The death of football in Iquitos, Peru
In the heart of the Amazon rainforest lie the ruins of a club that once played in the Primera Division, Peruvian football's top tier. They're located in Iquitos, the largest city on the planet that can't be reached by road.
Iquitos is a metropolis within a jungle, a place where a praying mantis will greet you at the airport and where tropical downpours will drench your backpack. It's where the Third World and nature collide violently, resulting in countless social plagues, including abject poverty and wildlife trafficking. Endangered animals, both live and dead, can be purchased in Belen, a partially floating shanty town and market where foreigners wander in search of ayahuasca, of which there is no shortage.
Football is merely an afterthought, due in no small part to the death of Colegio Nacional Iquitos. CNI played in the Primera Division as recently as 2011. That was the year it all fell apart. The club was relegated, marking the beginning of the end.
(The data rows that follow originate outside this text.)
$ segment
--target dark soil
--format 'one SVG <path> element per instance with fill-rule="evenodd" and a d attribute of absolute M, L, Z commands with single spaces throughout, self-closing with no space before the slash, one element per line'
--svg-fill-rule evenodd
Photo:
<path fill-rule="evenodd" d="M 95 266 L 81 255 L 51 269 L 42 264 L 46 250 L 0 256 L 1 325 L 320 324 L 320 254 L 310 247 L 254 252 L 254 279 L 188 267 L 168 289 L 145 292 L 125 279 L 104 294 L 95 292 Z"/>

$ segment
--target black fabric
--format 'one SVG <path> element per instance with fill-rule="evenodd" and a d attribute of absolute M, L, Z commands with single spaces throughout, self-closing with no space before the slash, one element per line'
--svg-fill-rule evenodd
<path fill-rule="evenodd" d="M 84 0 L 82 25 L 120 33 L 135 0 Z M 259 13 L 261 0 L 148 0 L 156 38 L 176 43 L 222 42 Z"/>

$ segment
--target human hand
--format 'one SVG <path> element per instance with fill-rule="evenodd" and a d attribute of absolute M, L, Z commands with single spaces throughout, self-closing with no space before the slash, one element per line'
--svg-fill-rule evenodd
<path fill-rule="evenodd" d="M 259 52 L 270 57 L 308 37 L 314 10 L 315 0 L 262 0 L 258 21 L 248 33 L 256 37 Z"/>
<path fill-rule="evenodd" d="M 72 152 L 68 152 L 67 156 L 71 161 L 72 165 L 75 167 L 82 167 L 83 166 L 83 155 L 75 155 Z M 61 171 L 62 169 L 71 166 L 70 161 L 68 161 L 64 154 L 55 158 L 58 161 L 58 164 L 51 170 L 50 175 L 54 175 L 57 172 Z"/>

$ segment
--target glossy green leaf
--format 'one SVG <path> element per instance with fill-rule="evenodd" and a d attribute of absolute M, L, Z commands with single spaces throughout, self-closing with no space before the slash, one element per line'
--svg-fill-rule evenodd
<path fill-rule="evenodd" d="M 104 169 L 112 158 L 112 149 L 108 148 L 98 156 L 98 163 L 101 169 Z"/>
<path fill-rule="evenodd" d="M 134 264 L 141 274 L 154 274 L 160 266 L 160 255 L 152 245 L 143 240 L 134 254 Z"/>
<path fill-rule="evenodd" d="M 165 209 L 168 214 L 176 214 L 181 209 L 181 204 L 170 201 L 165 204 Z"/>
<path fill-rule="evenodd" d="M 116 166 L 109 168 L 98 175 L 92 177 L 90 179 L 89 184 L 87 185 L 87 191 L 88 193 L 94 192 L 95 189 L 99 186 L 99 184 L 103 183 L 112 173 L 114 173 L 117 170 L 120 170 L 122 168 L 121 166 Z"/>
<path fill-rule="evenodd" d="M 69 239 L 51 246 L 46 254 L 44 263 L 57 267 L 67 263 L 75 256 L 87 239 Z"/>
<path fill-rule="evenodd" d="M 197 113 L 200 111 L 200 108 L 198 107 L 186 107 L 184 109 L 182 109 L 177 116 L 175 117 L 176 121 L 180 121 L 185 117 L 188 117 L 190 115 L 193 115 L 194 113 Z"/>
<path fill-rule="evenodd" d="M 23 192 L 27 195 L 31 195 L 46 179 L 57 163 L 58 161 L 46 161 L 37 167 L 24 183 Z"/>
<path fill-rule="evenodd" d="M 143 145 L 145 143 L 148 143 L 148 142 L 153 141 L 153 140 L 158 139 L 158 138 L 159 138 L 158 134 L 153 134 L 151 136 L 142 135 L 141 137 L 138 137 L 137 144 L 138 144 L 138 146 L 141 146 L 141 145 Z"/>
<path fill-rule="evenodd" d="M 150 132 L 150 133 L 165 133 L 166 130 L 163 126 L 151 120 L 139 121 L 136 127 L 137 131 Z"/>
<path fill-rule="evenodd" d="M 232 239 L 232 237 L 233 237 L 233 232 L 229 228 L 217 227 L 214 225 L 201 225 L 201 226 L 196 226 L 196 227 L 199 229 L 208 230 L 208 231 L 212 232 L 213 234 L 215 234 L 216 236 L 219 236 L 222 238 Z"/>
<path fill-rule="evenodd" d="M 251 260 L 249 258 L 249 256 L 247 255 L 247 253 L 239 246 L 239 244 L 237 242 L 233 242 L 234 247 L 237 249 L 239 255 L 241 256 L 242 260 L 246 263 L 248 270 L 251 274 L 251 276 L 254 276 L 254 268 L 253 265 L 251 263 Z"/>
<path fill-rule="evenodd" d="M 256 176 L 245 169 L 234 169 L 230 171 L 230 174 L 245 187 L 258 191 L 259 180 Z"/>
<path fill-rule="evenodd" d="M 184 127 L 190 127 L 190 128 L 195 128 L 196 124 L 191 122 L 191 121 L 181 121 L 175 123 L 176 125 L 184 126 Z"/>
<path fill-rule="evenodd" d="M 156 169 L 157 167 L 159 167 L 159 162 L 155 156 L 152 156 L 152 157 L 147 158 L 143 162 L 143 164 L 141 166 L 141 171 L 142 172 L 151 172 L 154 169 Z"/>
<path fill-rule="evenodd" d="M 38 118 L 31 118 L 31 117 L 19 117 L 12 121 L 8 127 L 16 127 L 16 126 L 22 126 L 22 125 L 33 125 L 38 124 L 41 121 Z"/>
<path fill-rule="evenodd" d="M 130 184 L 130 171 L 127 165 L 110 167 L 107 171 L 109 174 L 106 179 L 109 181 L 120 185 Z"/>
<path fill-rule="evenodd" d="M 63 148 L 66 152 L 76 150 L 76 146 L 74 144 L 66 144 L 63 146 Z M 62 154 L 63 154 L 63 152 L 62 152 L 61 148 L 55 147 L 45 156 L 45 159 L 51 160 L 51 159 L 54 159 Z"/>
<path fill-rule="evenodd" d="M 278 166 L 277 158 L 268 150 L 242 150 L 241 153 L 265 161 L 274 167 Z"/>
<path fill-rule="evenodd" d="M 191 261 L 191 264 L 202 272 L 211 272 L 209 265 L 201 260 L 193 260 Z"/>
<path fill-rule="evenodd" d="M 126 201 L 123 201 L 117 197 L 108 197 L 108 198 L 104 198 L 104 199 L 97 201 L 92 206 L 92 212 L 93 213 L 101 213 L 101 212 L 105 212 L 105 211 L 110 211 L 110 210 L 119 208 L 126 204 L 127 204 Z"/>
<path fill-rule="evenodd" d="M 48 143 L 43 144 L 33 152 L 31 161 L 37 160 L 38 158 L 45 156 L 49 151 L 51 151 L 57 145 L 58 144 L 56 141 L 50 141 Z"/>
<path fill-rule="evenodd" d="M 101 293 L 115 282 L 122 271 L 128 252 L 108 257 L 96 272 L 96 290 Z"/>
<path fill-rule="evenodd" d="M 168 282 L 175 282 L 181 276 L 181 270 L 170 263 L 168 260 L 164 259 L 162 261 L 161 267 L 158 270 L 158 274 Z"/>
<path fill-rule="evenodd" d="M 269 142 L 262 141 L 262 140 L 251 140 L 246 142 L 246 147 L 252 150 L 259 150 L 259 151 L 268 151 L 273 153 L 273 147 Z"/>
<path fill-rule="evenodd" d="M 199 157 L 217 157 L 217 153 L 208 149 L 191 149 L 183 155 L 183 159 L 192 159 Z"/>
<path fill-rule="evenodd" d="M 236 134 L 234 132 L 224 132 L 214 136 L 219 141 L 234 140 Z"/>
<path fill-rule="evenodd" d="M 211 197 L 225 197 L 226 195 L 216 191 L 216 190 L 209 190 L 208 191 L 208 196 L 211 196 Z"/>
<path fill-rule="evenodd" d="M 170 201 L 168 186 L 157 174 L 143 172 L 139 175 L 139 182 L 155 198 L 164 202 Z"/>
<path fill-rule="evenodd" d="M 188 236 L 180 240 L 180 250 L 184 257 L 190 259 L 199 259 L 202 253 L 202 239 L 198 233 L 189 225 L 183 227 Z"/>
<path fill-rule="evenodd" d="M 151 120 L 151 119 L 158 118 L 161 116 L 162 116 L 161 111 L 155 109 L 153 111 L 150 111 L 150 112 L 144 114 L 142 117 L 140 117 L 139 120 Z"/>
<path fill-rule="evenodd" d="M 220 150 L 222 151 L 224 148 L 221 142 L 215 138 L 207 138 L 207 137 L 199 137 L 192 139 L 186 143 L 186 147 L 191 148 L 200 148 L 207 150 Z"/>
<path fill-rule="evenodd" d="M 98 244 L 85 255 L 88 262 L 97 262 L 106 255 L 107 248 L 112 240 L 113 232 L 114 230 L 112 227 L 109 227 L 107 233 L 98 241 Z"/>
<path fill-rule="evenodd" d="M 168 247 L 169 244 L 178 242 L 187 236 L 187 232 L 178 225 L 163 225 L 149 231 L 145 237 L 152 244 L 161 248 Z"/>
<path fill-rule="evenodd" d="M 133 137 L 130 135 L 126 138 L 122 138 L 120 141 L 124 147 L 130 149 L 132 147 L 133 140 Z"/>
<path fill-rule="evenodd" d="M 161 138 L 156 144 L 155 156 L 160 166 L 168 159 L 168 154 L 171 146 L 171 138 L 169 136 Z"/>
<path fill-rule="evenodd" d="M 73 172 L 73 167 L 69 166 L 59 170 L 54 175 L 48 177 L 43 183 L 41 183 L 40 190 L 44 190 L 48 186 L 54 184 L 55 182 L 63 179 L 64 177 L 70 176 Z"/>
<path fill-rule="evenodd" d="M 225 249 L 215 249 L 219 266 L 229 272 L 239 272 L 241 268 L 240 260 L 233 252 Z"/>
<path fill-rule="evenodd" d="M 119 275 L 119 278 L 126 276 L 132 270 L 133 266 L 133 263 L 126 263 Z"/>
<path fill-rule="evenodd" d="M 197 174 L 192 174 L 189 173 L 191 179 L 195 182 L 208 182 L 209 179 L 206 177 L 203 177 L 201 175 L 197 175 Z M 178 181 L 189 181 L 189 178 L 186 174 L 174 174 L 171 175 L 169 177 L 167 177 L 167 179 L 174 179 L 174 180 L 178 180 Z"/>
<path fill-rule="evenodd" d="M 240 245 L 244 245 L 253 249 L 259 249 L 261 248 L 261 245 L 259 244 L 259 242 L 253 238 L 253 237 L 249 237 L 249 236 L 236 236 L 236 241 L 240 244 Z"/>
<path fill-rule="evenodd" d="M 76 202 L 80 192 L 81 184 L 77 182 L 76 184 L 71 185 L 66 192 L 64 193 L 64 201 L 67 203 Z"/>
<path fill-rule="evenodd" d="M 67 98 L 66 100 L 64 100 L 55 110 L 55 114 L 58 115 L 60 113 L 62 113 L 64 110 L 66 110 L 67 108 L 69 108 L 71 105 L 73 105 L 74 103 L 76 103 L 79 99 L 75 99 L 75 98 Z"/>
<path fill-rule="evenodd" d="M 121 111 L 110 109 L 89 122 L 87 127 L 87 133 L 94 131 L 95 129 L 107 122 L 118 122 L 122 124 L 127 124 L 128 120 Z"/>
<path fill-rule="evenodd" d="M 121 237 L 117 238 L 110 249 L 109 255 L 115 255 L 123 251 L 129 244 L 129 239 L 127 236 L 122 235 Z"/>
In Peru, relegation is often a death sentence. Peruvian football is comprised of just two professional divisions; there's no third tier. As a result, clubs relegated from the Segunda Division must climb back via the Copa Peru, a complicated tournament that features five phases and 50 contenders. The champion is promoted to the Primera Division. The runner-up is promoted to the Segunda Division. Forty-eight clubs go nowhere.
But CNI went straight from the Primera Division to the Copa Peru, avoiding the Segunda Division altogether.
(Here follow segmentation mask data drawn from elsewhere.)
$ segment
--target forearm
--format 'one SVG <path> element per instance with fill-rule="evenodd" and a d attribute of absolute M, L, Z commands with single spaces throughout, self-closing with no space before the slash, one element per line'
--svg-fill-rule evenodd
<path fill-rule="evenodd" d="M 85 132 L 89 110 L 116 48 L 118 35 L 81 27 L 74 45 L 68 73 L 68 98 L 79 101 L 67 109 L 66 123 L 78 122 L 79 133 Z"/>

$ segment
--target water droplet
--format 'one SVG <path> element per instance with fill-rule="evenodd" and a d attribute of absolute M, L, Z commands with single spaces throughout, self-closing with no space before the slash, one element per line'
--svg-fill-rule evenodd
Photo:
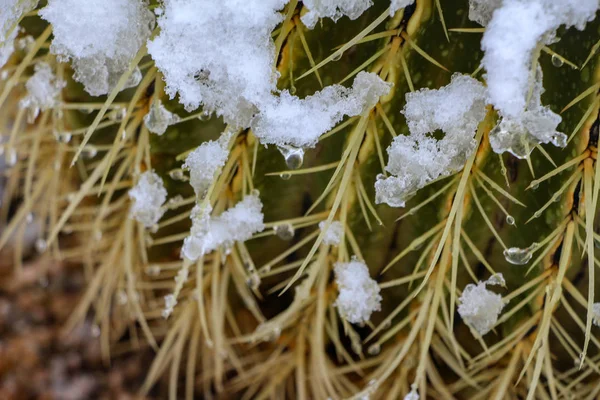
<path fill-rule="evenodd" d="M 540 215 L 542 215 L 542 213 L 541 213 L 540 210 L 538 210 L 538 211 L 536 211 L 536 212 L 533 213 L 533 218 L 539 218 Z"/>
<path fill-rule="evenodd" d="M 69 143 L 73 134 L 71 132 L 55 132 L 54 137 L 58 143 Z"/>
<path fill-rule="evenodd" d="M 25 217 L 25 221 L 30 224 L 33 222 L 33 213 L 29 213 L 27 214 L 27 216 Z"/>
<path fill-rule="evenodd" d="M 290 86 L 290 94 L 296 94 L 296 92 L 297 92 L 296 86 L 294 86 L 294 85 Z"/>
<path fill-rule="evenodd" d="M 531 190 L 538 190 L 540 184 L 536 181 L 531 182 Z"/>
<path fill-rule="evenodd" d="M 506 223 L 509 225 L 514 225 L 515 224 L 515 218 L 512 215 L 507 215 L 506 216 Z"/>
<path fill-rule="evenodd" d="M 337 52 L 333 53 L 333 56 L 331 57 L 331 61 L 340 61 L 342 59 L 343 55 L 344 55 L 343 52 L 337 51 Z"/>
<path fill-rule="evenodd" d="M 552 65 L 555 67 L 562 67 L 565 61 L 558 56 L 558 54 L 552 54 Z"/>
<path fill-rule="evenodd" d="M 369 353 L 372 356 L 376 356 L 380 352 L 381 352 L 381 346 L 379 345 L 379 343 L 374 343 L 374 344 L 370 345 L 369 348 L 367 349 L 367 353 Z"/>
<path fill-rule="evenodd" d="M 174 179 L 176 181 L 186 181 L 187 180 L 186 176 L 183 174 L 182 169 L 174 169 L 172 171 L 169 171 L 169 176 L 171 177 L 171 179 Z"/>
<path fill-rule="evenodd" d="M 85 146 L 81 151 L 81 157 L 85 158 L 86 160 L 91 160 L 92 158 L 96 157 L 96 154 L 98 154 L 98 149 L 94 146 Z"/>
<path fill-rule="evenodd" d="M 504 250 L 504 258 L 511 264 L 514 265 L 525 265 L 533 257 L 534 250 L 538 247 L 537 243 L 532 243 L 531 246 L 524 249 L 518 247 L 511 247 Z"/>
<path fill-rule="evenodd" d="M 294 227 L 292 224 L 281 224 L 273 227 L 275 234 L 282 240 L 292 240 L 294 238 Z"/>
<path fill-rule="evenodd" d="M 210 115 L 211 115 L 210 111 L 204 110 L 200 113 L 200 116 L 198 117 L 198 119 L 200 121 L 208 121 L 210 119 Z"/>
<path fill-rule="evenodd" d="M 295 151 L 291 151 L 285 157 L 285 164 L 289 169 L 298 169 L 302 166 L 304 162 L 304 150 L 296 149 Z"/>
<path fill-rule="evenodd" d="M 290 178 L 292 177 L 292 175 L 290 175 L 290 174 L 279 174 L 279 177 L 281 179 L 283 179 L 284 181 L 288 181 L 288 180 L 290 180 Z"/>
<path fill-rule="evenodd" d="M 35 250 L 38 253 L 43 253 L 44 251 L 46 251 L 46 248 L 48 247 L 48 243 L 46 243 L 46 241 L 42 238 L 39 238 L 35 241 Z"/>
<path fill-rule="evenodd" d="M 146 275 L 148 276 L 158 276 L 160 275 L 160 265 L 152 264 L 146 267 Z"/>

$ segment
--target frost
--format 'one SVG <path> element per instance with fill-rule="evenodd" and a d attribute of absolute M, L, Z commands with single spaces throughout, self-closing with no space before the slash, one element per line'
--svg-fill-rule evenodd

Outside the Estadio Max Augustin, where CNI used to play and which was one of the four stadiums for the Under-17 World Cup in 2005, Arlindo Ruiz Lopez, a coach, explains what went wrong.
"We have an economic mishap that the team fell out the categoria," Ruiz says, referencing Peruvian football's two professional divisions. He tells me CNI can no longer play in the Copa Peru because there's "been a death."
"It no longer exists," Ruiz declares. "In a few words, it no longer exists."
I ask Ruiz if there's a way to revive CNI, to which he answers: "You can revive it, right? But a new board has to be formed because the person in charge, who was the president, was Mr. Ivan Vasquez. He was the president, and when the team descended, he disappeared. There's a large sum of money that's owed to the football federation. There are players who are also owed, coaches who are also owed."
CNI's death coincided with the birth of Estudiantil CNI, another club founded by the school in Iquitos. They share a connection but aren't the same entity.
Ruiz explains: "A little team has come together here, but from right there, from CNI. But it was, well, a team ... it wasn't directly the situation of that of CNI. It's a team that many directors formed. It comes out of the school."
In 2017, Estudiantil CNI reached the fifth and final phase of the Copa Peru and missed out on the Segunda Division by just four points. The run gave Iquitos' population a reason to believe professional football can return to the city sooner rather than later.